La société est de plus en plus fragmentée. Lorsque j'étais élu territorial, il m'est souvent arrivé de rencontrer des habitants de lotissements qui se plaignaient des odeurs de fumier… Les habitudes des agriculteurs sont confrontées à celles des nouveaux arrivants. Le livre L'Archipel français, de Jérôme Fourquet, a mis en évidence la coupure entre les métropoles et la ruralité. La souveraineté alimentaire ne pourra être assurée que par une ruralité vivante, avec des PME, des restaurants, des bars où les gens se retrouvent – malheureusement, de moins en moins. La ruralité, ce n'est pas seulement l'endroit où l'on va se promener le week-end entre les champignons et les petits oiseaux !
L'évolution de la position sur les pesticides n'est pas sans lien avec les fake news diffusées sur les réseaux sociaux. On craint désormais de manger les produits traités, mais ceux qui habitent en zone rurale savent de quoi il retourne : ils continuent de vouloir acheter, en direct ou sur les marchés, ces produits sains, sûrs et tracés.

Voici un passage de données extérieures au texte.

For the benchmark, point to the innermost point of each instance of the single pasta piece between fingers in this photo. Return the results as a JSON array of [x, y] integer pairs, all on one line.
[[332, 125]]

Par ailleurs, le discours négatif tenu par les agriculteurs eux-mêmes sur la difficulté de gagner leur vie, sur la dureté du métier, le manque de candidats à l'installation et le nombre élevé de suicides – j'avais, à l'époque, lancé une mission de prévention – donne aux gens le sentiment que l'agriculture est en déclin. Jérôme Fourquet cite un sondage selon lequel 80 % des Français n'inciteraient pas leurs enfants à travailler dans l'agriculture – cela étant, si les 20 % restants y allaient, nous serions tirés d'affaire !
La loi d'orientation agricole fait le choix d'une agriculture productive et contient de bonnes mesures en faveur de l'encouragement à l'installation de nouveaux agriculteurs et de la formation aux métiers de l'agriculture et de l'agroalimentaire. Il faudra également repenser les relations commerciales, pour permettre à l'ensemble de la chaîne de bien gagner sa vie.